The Indonesia Iron and Steel Industry Association (IISIA) tetap optimis akan pertumbuhan kinerja industri besi dan baja di tengah pelemahan nilai tukar rupiah terhadap dolar AS dan banjir produk impor.
Purwono Widodo selaku Chairman IISIA sekaligus Direkur Utama PT Krakatau Steel (Persero) Tbk. (KRAS) menyatakan keoptimisannya perihal pertumbuhan industri baja di tahun 2024 mendatang. Hal tersebut di dasari keberlanjutan pembangunan infrastruktur yang masih massive di dalam negeri.

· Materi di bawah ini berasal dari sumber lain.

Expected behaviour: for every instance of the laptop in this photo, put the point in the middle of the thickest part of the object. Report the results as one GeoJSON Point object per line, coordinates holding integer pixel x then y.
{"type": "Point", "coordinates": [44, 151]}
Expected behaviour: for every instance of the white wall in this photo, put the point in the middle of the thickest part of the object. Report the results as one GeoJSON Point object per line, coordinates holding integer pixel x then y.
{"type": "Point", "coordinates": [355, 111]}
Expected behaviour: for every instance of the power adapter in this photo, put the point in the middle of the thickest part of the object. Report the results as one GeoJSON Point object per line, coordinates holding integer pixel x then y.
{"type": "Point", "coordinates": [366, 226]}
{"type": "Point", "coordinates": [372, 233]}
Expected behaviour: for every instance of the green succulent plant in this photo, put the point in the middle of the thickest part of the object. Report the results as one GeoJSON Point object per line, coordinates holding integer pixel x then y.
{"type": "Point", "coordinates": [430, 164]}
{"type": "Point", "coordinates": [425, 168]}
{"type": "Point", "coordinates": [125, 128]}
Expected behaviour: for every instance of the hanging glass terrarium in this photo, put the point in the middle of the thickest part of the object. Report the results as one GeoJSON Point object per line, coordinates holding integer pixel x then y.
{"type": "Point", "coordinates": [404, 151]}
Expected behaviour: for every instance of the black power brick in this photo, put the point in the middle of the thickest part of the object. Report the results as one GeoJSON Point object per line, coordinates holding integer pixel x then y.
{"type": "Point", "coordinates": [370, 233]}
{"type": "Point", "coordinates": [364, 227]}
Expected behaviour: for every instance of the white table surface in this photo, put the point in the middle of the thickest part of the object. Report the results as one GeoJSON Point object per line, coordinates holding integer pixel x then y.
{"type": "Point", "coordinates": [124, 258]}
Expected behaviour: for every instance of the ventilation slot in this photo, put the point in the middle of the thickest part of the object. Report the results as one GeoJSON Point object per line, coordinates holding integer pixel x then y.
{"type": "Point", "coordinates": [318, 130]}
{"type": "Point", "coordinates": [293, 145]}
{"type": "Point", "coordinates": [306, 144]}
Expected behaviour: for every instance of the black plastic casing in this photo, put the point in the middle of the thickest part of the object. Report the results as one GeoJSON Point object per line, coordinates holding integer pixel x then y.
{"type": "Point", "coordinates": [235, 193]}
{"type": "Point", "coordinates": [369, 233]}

‘’Pertumbuhan industri baja itu dari pertumbuhan ekonomi 5% di tambah sekitar 3-4%.’’ Ujar Purwono, Senin (6/11/2023).
Ia memperkirakan bahwa kebutuhan baja nasional akan terus meningkat bahkan bisa mencapai target hingga 100 juta ton pada 2045. Target tersebut memiliki nilai investasi sebesar 100 miliar dolar Amerika Serikat atau sekitar 1.533 triliun rupiah (kurs 15.547).
Kinerja industri baja di proyeksi akan terus tumbuh secara positif di iringi dengan pesatnya pembangunan infrastruktur termasuk di dalamnya megaproyek IKN yang diperkirakan membutuhkan 9,5 juta ton sampai rampung.
Tidak bisa di pungkiri industri besi dan baja saat ini mengalami berbagai tantangan lainnya yakni banjir produk impor yang memicu kapasitas utilitas produksi baja nasional yakni 54%. Padahal target yang di kejar ada di angka 80%.
IISIA memperkirakan permintaan baja nasional akan tumbuh sekitar 5% (year-on-year/yoy) menjadi 17,9 juta ton hingga Oktober 2023 ini. Namun, produksi dalam negeri saat ini masih belum mencapai permintaan tersebut dan masih berada di angka 14.4 juta ton.
Untuk memenuhi permintaan bahan baku baja tersebut, Purwono mengatakan pelaku usaha masih kelimpungan karena supply chain atau rantai pasok yang terhambat akibat perang Rusia-Ukraina yang hingga saat ini masih berlanjut.
‘’Dulunya kita kalau cari bahan baku untuk industri baja itu dari Ukraina dan Rusia, dua negara itu memasok bahan baku utama atau baja lembaran di internasional. Begitu perang, kita sulit mendapatkannya,’’ Ungkap Purwono.
Selain itu, Purwono juga menjelaskan bagaimana dampak pelemahan nilai tukar rupiah terhadap dolar AS yang berdampak untuk jangka pendek pada industri baja. Menurutnya, pelaku usaha memiliki perhitungan sendiri dalam mengantisipasi kondisi tersebut.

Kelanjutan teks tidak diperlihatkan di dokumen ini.